Abstract

Diabetes prevalence has been predicted to reach 578 million worldwide in 2030 and is estimated to increase by 51% (700 million) in 2045. Type 2 diabetes mellitus (T2DM) is frequently associated with various cardiovascular (CV) risk factors secondary to associated dyslipidemias and good glycemic control is key for the prevention of long-term CV complications; this study was conducted to assess present glycemic status and lipid profile of the population residing in a rural tribal locality of Jharkhand (India). This cross-sectional study was conducted as a project for Fellowship in diabetes course by the Department of Endocrinology, DEDU, CMC Vellore.
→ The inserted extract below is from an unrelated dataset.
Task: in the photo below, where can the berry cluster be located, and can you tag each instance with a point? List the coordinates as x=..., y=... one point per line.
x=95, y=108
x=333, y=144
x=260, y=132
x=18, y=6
Whole blood and sera were analyzed for fasting blood sugar (FBS), glycated-hemoglobin (HbA1c), total cholesterol (CH), triglycerides (TGs), high-density-lipoprotein-cholesterol (HDL-C), low-density-lipoprotein-cholesterol (LDL-C), and very-low-density-lipoprotein-cholesterol (VLDL-C). A correlation test of HbA1c with lipid ratios and individual lipid indexes was done. The mean Hb1Ac level was uncontrolled as 7.24 ± 1.80 and, interestingly, was marginally higher [7.31 ± 1.92 Vs 6.92 ± 1.16] in patients with T2DM <5 years as compared to those with T2DM >5 years. Mixed dyslipidemias were common with abnormal TG, LDL, VLDL, HDL, and total CH values. Hb1Ac levels showed a significant positive correlation with serum CH, TG, LDL, and VLDL levels, while a significant negative correlation with HDL levels in the study. Apart from being a reliable indicator of long-term glycemic control, HbA1c can also be used as a surrogate marker of dyslipidemia, and thus early diagnosis and treatment of dyslipidemia can prevent life-threatening cardiovascular complications that can be particularly useful in resource-poor rural tribal locality settings.